Moreover, an application might crash invoking
crypto/x509.(*CertificateRequest).CheckSignature on an X.509 certificate
request or during a golang.org/x/crypto/otr conversation. Parsing a
golang.org/x/crypto/openpgp Entity or verifying a signature may crash.
Finally, a golang.org/x/crypto/ssh client can panic due to a malformed host
key, while a server could panic if either PublicKeyCallback accepts a
malformed public key, or if IsUserAuthority accepts a certificate with a
malformed public key.
Thanks to the Go Ethereum team and the OSS-Fuzz project for reporting this.

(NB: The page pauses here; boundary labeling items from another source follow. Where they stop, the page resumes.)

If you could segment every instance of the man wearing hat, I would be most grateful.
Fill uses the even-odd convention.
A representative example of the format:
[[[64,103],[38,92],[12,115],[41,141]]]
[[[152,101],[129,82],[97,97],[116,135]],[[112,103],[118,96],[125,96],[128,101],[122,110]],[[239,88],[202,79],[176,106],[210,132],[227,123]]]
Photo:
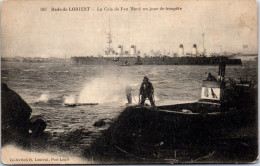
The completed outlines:
[[[151,106],[155,107],[153,93],[154,93],[153,85],[151,82],[149,82],[149,79],[145,76],[140,87],[140,94],[139,94],[141,96],[140,104],[144,106],[145,99],[148,98],[150,100]]]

Thanks to Rémy Oudompheng and Robert Griesemer for their help developing
and validating the fix.
This issue is CVE-2020-28362 and Go issue golang.org/issue/42552.
- cmd/go: arbitrary code execution at build time through cgo
The go command may execute arbitrary code at build time when cgo is in use.
This may occur when running go get on a malicious package, or any other
command that builds untrusted code.
This can be caused by malicious gcc flags specified via a #cgo directive,
or by a malicious symbol name in a linked object file.
These issues are CVE-2020-28367 and CVE-2020-28366, and Go issues
golang.org/issue/42556 and golang.org/issue/42559 respectively.